Woher bekommen Sie eigentlich Ihre Nachrichten, liebe Leser? Da Sie offensichtlich hier stöbern, haben Sie sehr wahrscheinlich mit eher klassischen Quellen schlechte Erfahrungen gemacht. Vielleicht haben Sie sogar heilige Eide geschworen, besonders den Öffentlich-Rechtlichen kein Wort mehr zu glauben, und schneiden diese komplett unter dem Motto „Mein Geld haben die schon, meine Zeit gebe ich denen nicht auch noch“. Manche meiden auch die sogenannten Sozialen Medien aufgrund der Macht der dort wirkenden Algorithmen, die entweder darauf abzielen, den Usern zu gefallen, indem sie ihm immer mehr von der Kost liefern, die er freiwillig konsumiert und sie dadurch in Meinungsblasen einsperrt, oder durch mehr oder weniger offene Zensur den Diskurs der Meinungen beeinflussen.

Weltweit vertrauen etwa 280 Millionen Menschen auf Google-News, den größten sogenannten Aggregator von Nachrichten. Man hofft, aus den von Google verwendeten weltweit über 50.000 Nachrichtenquellen in Google-News das jeweils Relevanteste zu erhalten. Interessant ist deshalb eine Studie von AllSides.com darüber, welche Quellen es zu welchen Themen in den Suchanfragen bei Google-News regelmäßig nach oben spült.

Wenig überraschend stellte man eine deutliche Schlagseite nach links fest, die sich im Vergleich zum Vorjahr (61 Prozent) auf nun 63 Prozent vergrößert hat. Überhaupt sind unter den zehn häufigsten Quellen nur zwei, die als nicht-links gelten dürfen. Bei Bing, Yahoo-News oder Apple-News sieht es nicht anders aus. Wohin man schaut, feiert die Blasenbildung fröhliche Urständ.

Vorgekocht und fertig zum Verzehr sind die Nachrichten, und es ist fast unmöglich, sie in ihrer eigentlichen, ursprünglichen Form zu erhalten. Was wann und wo passierte, kommt nie ohne ein „warum“ und „was folgt draus“ aus, auch wenn man nicht danach verlangt. Es wäre nur schön, wenn man die jeweiligen politischen Vorurteile schon vor dem Konsum der Meldung deutlich sehen könnte und vielleicht sogar gleich Ansichten aus den Nachbarblasen angeboten bekäme.

„Blind Bias Surveys“

Das genau ist die Mission von AllSides, wo man auch die oben erwähnte politische Schlagseite von Google-News und Co. feststellte und weiterverfolgt. Gegründet wurde AllSides bereits im Jahr 2012. Während viele Medien gern so tun, als wäre ihnen jede Parteinahme fremd, geht man bei AllSides eher offensiv mit den eigenen Vorurteilen um.
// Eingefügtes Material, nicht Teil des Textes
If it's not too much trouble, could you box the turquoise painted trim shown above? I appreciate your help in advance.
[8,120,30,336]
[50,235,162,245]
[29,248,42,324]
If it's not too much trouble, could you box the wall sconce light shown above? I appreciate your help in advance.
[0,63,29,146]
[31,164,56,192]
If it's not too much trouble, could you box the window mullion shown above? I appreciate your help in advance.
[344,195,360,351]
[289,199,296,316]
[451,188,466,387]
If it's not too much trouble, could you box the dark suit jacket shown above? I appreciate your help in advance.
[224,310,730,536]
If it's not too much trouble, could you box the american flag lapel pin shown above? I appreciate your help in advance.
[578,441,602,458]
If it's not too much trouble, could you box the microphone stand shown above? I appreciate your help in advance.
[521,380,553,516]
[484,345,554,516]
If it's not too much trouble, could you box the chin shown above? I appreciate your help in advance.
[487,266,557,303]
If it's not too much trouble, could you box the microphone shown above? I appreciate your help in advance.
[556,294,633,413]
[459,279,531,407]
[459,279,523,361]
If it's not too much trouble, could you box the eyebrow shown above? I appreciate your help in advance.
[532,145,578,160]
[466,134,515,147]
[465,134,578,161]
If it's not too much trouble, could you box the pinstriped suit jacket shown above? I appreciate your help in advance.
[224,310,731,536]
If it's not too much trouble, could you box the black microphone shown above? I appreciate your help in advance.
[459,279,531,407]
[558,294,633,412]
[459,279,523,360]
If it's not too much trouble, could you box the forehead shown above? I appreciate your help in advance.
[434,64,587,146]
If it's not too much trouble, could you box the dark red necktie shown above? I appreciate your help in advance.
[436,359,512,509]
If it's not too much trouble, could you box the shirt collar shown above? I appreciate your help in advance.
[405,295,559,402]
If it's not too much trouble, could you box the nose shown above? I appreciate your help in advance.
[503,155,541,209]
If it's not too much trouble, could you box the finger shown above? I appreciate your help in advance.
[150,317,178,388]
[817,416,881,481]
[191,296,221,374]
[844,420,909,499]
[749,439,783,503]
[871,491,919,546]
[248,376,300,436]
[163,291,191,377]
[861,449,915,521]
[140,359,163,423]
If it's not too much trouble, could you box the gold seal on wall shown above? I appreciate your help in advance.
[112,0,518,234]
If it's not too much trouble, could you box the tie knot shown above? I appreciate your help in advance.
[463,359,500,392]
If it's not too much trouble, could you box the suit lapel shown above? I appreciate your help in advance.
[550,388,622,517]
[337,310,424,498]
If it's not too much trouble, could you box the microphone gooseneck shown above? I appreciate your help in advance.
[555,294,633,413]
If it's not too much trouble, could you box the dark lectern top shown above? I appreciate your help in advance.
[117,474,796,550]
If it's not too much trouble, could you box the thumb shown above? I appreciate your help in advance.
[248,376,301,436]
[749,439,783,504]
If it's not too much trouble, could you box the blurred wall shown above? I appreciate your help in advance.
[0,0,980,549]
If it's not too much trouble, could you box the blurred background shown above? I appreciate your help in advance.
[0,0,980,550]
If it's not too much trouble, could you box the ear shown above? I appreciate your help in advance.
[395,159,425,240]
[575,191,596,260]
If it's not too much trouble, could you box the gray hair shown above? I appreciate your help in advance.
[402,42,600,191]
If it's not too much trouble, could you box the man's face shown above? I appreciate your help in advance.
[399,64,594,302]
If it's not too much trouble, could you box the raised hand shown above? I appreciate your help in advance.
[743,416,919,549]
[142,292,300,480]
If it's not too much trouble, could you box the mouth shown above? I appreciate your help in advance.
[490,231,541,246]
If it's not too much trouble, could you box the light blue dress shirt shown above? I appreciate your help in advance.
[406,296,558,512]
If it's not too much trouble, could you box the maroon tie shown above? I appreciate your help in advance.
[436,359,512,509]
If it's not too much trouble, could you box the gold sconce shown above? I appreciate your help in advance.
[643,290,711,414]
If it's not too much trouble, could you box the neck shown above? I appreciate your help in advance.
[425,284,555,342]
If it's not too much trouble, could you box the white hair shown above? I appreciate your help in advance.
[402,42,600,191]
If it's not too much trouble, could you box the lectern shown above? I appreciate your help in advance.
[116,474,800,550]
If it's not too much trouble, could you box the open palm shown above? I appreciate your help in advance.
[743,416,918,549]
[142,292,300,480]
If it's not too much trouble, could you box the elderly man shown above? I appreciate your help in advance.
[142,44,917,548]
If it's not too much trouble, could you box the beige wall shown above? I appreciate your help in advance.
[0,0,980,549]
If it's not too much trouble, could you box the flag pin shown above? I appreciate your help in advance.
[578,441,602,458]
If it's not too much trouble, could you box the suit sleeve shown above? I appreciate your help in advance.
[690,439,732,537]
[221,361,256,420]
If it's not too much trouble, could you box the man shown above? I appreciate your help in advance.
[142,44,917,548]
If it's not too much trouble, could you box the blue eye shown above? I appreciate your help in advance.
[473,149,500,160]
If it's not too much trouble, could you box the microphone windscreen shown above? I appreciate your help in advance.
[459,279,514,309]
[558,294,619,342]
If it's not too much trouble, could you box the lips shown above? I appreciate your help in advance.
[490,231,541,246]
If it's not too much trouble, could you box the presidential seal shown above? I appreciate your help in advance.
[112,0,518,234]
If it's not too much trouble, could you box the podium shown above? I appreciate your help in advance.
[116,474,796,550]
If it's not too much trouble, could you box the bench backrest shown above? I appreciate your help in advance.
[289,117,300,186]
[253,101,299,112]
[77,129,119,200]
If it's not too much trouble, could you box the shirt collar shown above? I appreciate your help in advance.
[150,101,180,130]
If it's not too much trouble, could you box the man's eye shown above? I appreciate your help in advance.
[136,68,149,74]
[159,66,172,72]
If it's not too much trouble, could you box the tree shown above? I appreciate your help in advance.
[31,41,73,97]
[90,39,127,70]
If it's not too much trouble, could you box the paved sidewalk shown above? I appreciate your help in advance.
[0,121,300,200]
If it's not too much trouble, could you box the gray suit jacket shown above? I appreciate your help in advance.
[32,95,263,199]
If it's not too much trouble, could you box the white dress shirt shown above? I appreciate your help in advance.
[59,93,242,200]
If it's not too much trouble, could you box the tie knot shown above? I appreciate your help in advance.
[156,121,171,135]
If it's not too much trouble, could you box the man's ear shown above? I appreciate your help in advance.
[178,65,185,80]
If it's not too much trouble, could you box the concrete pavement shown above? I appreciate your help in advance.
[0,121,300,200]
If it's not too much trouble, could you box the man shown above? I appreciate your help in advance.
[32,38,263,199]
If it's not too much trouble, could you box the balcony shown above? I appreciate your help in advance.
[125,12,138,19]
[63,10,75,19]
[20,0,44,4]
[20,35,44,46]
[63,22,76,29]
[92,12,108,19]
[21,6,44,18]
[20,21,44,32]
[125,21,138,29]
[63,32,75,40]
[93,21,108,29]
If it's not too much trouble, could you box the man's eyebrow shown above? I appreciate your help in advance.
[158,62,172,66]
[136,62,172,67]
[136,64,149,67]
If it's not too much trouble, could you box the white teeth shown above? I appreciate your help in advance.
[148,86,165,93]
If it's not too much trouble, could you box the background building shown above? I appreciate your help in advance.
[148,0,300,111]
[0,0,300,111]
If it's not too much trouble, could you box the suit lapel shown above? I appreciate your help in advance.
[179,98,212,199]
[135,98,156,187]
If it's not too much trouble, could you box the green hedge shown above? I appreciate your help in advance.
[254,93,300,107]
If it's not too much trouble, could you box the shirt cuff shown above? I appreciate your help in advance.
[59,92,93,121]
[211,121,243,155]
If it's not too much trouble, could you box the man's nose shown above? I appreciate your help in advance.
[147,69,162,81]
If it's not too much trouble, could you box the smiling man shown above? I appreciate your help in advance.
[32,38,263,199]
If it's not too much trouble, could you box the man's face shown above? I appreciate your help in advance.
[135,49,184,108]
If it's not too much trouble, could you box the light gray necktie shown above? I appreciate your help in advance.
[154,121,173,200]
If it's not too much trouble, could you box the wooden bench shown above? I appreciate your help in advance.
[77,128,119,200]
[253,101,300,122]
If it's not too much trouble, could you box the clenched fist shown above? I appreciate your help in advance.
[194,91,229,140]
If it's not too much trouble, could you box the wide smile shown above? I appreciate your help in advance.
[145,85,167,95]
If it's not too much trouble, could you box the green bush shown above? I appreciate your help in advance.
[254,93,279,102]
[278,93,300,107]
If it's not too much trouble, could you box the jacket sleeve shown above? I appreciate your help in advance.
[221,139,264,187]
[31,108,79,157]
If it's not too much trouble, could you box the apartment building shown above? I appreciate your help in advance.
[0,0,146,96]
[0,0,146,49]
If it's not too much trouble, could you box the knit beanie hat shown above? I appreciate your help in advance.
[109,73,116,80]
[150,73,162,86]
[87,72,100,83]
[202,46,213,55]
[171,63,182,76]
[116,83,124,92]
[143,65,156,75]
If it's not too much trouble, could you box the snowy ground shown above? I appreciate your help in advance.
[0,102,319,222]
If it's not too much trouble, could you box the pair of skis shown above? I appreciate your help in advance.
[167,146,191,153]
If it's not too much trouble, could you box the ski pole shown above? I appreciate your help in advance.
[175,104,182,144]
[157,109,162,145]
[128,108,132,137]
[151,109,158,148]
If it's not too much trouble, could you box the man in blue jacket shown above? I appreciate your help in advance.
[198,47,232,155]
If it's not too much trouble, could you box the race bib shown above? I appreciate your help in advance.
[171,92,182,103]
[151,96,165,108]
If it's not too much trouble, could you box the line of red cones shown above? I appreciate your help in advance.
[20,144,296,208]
Denn nicht nur die aggregierten Nachrichten werden entsprechend gelabelt, die Mitarbeiter ebenfalls. Man hat sich für ein zwar grobes, aber praktikables Fünf-Stufen-System entschieden und sortiert Quellen wie Mitarbeiter in die Kategorien links, nach links neigend, Mitte, nach rechts neigend und rechts ein.

Das Monitoring erfolgt kontinuierlich, kann sich also über die Zeit auch ändern. Die Methodik ist recht aufwendig, weil man neben hausinternen Einschätzungen (die natürlich politisch gefärbt sind) vor allem auf „Blind Bias Surveys“ setzt, wo man Probanden Texte zur Beurteilung der politischen Schlagseite vorlegt, ohne dass diese die Quelle kennen. Aus den beurteilten Artikeln ergibt sich für jedes Medium ein summarisches Urteil, das natürlich nur einen Trend widerspiegelt und im Grunde keine wirkliche Aussage über einzelne Artikel erlaubt, aber zur Einschätzung der politischen Färbung eines Mediums sehr brauchbar ist.

Entscheidend für das Betriebsklima bei AllSides dürfte sein, dass man per Definition alle politischen Positionen als legitim betrachtet und offenbar gezielt darauf achtet, dass alle auch wirklich bei den Mitarbeitern vorkommen. Das scheint so weit gut zu funktionieren, es sei auch noch kein Essen durch die Büros geworfen worden. Entscheidend für das Projekt ist, dass man es überhaupt in dieser Form organisieren darf. Stellen Sie sich nur für einen Moment vor, jemand würde in Deutschland versuchen, politische Einstellungen offensiv und vor allem offensichtlich zum Einstellungskriterium zu erheben, und Stellenanzeigen enthielten neben dem ad nauseam verwendeten (m/w/d) noch Adjektive wie „konservativ“, „katholisch“ oder „kommunistisch“.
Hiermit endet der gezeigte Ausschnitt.